Last week, my 9-year-old son brought home materials on digital citizenship and cybersecurity, and proceeded to tell me the dangers of clicking on links or opening attachments from strangers. When he noticed that I hadn’t installed an update on my iPhone, as evidenced by the red circle on the App Store icon, he called me on it. If elementary schools have been able to incorporate the importance of applying software updates and phishing-awareness into their curriculum, should workplaces be doing any less?
It would be easy to become numb to the almost daily data breach headlines, submitting to a sense of inevitably. It is also tempting to rely exclusively on technology tools, technology departments, or ‘others’ to protect us from cyber threats. In risk management, these strategies would qualify as acceptance and transference respectively; neither are viable options for accountable organizations.
October is National Cyber Security Awareness Month, an annual campaign to raise awareness about the importance of cybersecurity. While effective education on how to avoid being caught in the web of cyber deceit is ideally perpetual, this month presents a perfect opportunity to bring the topic to center stage in your organization.
Here are five ideas to get you started:
1. Launch the awareness campaign with a message from senior leadership that reinforces the importance of cybersecurity vigilance and the value it holds for staff, customers and the organization.
Tone from the top is powerful, and having this message come from a department other than IT is ideal.
Consider sharing (where possible) incidents or close calls that have place over the past year, either internally or externally, driving the ‘why’ behind cybersecurity home. Alternatively, create a fictional 'what if' scenario and use a story format to paint a post-breach picture.

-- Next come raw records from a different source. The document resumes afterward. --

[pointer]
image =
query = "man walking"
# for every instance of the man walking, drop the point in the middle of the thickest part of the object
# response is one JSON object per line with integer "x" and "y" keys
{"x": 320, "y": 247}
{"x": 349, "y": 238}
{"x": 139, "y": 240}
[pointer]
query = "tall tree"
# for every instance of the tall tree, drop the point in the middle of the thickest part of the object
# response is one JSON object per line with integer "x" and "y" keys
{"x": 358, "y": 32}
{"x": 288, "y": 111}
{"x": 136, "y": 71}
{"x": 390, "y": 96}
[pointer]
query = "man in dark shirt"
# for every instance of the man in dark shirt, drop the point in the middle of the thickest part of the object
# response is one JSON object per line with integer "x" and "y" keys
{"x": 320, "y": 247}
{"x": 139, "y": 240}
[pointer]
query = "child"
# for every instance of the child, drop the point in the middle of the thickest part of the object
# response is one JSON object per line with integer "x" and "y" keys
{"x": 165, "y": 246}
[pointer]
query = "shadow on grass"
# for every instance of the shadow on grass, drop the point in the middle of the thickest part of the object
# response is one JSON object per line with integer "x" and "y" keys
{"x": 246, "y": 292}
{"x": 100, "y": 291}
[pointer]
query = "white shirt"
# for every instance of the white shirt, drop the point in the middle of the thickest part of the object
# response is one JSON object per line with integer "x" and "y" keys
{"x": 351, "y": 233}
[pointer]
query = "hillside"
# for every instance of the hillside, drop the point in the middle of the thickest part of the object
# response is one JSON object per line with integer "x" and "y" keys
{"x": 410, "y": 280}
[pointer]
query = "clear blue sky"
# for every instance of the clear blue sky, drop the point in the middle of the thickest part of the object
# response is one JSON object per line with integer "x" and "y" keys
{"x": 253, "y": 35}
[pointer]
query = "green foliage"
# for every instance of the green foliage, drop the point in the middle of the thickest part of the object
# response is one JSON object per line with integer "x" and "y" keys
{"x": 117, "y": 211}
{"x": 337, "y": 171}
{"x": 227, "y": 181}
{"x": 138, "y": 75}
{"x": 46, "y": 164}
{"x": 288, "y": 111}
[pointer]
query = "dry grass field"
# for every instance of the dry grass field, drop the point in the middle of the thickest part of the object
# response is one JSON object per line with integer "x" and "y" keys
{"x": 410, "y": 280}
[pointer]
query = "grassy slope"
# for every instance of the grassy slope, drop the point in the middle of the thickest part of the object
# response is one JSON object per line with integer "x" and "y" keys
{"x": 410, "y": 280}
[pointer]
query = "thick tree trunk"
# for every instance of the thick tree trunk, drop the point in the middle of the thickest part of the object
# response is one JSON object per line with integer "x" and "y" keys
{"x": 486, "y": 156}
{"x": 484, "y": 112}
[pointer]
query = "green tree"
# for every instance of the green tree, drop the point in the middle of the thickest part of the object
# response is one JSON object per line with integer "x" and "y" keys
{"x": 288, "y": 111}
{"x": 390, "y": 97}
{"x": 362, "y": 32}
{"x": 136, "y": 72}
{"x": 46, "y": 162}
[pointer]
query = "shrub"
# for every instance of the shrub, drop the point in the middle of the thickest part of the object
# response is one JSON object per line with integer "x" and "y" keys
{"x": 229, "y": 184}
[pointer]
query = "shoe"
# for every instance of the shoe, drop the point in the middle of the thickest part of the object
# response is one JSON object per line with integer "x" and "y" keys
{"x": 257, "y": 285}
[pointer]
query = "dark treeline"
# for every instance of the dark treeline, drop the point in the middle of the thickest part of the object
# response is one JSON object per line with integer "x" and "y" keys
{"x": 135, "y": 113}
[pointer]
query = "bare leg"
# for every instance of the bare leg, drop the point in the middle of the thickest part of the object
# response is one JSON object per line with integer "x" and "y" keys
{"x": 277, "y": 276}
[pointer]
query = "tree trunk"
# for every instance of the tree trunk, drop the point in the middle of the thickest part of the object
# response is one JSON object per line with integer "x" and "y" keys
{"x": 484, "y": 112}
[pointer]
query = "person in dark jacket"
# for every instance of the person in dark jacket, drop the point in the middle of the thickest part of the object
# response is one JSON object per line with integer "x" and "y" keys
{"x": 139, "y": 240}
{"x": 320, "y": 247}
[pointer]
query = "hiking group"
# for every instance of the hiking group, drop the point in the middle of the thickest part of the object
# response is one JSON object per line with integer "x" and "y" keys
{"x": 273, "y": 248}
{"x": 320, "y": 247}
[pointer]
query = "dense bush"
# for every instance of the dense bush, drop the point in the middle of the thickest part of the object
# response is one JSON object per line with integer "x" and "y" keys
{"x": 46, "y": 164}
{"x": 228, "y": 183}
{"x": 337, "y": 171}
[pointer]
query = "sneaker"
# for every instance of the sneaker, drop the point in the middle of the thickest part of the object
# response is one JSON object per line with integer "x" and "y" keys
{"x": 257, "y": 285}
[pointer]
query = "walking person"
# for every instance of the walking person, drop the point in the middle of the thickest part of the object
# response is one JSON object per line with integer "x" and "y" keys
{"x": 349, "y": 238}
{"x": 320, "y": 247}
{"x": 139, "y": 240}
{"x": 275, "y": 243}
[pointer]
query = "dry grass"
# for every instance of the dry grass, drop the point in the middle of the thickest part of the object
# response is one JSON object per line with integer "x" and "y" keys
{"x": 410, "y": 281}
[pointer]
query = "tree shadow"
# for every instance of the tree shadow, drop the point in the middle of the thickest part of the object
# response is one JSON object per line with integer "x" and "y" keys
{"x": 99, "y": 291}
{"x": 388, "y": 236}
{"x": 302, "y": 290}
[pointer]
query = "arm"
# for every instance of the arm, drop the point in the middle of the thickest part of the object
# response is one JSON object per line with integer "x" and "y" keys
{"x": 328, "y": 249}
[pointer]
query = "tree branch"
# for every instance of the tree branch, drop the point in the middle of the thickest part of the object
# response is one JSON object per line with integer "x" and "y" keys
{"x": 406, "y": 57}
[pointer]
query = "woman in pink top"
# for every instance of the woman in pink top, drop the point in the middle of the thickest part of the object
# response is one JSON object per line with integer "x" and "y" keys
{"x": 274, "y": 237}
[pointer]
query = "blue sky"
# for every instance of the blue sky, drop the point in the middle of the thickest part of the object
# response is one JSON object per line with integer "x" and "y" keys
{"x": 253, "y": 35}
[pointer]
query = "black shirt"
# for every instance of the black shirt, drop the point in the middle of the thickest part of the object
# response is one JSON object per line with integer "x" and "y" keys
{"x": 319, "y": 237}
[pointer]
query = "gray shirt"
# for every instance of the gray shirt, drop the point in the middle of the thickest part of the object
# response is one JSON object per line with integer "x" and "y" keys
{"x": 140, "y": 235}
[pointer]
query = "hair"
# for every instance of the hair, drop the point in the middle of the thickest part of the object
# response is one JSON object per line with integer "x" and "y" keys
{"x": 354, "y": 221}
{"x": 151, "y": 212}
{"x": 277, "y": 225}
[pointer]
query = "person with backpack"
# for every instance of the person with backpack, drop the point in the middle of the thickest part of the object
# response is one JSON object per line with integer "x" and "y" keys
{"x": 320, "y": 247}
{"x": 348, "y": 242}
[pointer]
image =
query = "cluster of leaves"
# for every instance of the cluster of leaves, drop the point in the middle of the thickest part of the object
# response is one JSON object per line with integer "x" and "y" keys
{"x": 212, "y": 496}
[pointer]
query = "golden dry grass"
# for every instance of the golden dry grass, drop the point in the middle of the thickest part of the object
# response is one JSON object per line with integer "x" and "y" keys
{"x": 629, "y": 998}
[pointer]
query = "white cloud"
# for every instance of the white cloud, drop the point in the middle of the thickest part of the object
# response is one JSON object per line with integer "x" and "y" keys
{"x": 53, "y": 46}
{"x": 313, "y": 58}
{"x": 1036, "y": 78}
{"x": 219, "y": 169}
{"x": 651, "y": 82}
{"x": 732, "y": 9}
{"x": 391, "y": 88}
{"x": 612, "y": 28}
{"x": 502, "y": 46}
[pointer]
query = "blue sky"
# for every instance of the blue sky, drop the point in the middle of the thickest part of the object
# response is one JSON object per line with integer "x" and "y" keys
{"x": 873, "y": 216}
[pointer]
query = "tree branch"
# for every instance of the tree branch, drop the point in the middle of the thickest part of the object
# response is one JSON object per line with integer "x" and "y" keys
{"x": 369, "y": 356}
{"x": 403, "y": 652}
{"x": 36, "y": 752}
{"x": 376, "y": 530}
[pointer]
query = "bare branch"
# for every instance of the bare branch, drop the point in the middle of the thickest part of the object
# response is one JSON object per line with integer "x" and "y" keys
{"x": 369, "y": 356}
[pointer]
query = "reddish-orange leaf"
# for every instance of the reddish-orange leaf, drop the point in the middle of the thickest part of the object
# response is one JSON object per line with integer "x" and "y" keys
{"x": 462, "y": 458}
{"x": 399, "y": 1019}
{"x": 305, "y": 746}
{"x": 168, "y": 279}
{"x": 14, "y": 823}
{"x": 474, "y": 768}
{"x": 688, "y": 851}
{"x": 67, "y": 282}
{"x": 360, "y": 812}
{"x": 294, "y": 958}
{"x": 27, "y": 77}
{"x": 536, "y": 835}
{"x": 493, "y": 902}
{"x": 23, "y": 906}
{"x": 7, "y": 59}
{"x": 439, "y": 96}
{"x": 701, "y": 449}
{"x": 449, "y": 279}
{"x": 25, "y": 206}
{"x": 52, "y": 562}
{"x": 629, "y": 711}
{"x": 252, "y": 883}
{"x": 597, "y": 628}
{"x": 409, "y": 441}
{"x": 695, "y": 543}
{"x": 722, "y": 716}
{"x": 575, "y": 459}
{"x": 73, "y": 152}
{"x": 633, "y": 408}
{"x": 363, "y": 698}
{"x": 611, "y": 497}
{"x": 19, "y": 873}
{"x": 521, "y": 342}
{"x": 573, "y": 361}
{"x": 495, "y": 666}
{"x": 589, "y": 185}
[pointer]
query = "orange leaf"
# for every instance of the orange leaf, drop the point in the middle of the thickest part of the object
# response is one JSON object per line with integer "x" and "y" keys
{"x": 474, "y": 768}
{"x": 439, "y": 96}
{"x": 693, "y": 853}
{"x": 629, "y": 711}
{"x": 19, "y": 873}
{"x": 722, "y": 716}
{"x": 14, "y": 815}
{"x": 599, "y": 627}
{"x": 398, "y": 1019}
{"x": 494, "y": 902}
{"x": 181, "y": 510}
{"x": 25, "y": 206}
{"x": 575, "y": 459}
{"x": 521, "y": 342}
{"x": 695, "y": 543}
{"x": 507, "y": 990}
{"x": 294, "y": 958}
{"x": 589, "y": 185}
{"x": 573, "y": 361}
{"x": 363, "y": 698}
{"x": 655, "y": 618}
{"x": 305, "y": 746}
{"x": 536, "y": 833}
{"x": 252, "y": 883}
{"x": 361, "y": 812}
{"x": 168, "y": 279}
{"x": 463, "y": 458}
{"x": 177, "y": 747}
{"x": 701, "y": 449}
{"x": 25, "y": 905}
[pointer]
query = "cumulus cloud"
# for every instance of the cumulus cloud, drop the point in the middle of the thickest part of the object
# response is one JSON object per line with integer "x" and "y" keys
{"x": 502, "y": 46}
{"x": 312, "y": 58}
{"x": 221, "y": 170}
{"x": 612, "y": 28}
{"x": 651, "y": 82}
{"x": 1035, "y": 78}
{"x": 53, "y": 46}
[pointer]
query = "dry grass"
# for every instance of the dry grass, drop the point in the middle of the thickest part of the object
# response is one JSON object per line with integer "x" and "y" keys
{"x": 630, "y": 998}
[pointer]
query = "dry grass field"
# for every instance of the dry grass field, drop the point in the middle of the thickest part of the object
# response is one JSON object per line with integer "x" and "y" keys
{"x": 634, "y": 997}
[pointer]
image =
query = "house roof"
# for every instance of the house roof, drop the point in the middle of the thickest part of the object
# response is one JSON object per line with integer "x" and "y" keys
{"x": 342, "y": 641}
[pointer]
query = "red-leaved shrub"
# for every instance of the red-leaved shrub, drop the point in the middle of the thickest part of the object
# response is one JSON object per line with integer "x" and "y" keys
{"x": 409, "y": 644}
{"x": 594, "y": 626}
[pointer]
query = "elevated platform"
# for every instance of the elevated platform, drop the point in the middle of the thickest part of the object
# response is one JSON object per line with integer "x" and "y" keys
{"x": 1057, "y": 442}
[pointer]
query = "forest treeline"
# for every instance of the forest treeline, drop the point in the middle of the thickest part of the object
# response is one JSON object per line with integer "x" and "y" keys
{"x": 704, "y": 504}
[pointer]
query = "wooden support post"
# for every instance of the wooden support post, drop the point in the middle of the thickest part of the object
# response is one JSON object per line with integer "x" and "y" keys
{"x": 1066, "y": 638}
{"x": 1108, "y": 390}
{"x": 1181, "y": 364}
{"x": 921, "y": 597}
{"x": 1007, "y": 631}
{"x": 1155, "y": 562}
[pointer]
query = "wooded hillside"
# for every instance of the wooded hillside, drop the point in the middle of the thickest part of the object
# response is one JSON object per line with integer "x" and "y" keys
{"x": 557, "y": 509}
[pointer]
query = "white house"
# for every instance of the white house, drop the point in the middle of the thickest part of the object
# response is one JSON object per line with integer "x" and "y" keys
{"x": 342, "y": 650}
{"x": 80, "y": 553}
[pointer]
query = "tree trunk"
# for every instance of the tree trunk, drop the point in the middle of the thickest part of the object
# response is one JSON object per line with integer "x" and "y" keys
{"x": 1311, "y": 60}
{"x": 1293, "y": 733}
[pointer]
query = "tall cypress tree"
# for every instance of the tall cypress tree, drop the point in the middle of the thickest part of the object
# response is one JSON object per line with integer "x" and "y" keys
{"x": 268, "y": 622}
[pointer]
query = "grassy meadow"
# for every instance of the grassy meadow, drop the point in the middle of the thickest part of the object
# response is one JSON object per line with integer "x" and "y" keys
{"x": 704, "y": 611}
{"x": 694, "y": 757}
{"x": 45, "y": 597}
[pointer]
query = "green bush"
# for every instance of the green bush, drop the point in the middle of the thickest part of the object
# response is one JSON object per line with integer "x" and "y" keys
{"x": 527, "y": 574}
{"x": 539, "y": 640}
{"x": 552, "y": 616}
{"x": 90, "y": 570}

2. Remind staff about your organization’s acceptable use policies.
Highlight recent changes to the policy, the rationale for making the changes.
Consider having staff sign off that they have reviewed and understand the policies. Adding a brief web-based quiz to the sign-off process can help identify areas that staff find confusing and where further training may be called for.
3. Train staff on the latest ways to stay secure in the workplace, and at home.
Conduct periodic engaging training throughout the year live,via webinar or through e-learning.
4. Test staff on their understanding of the content provided through simulations.
Platforms are available enabling companies to deploy their own simulated phishing campaigns. Many include reporting that can be used to measurably demonstrate effectiveness (i.e., ROI) of training on actual user behavior over time.
It is critical that simulations be done in a non-punitive manner, and that HR is involved prior to launching them.
5. Ensure staff know exactly how to report incidents and suspected incidents.
Implement a ‘one click’ phishing reporting system. There are buttons that can be added to Microsoft Outlook, for example, essentially allowing suspicious email to be escalated to the IT department for analysis in one click.
Create a dedicated incident reporting email box and/or extension that is regularly monitored, and well publicized throughout the organization.
Keep the information security team visible and approachable, making it more likely that staff will come forward with risks. Staff who accidentally trigger a cyber situation may not report an incident out of a fear that they could lose their job, for example.
An engaged, aware and educated user population is an incredibly powerful force to complement your technical cybersecurity defenses; invest time in developing their capabilities today.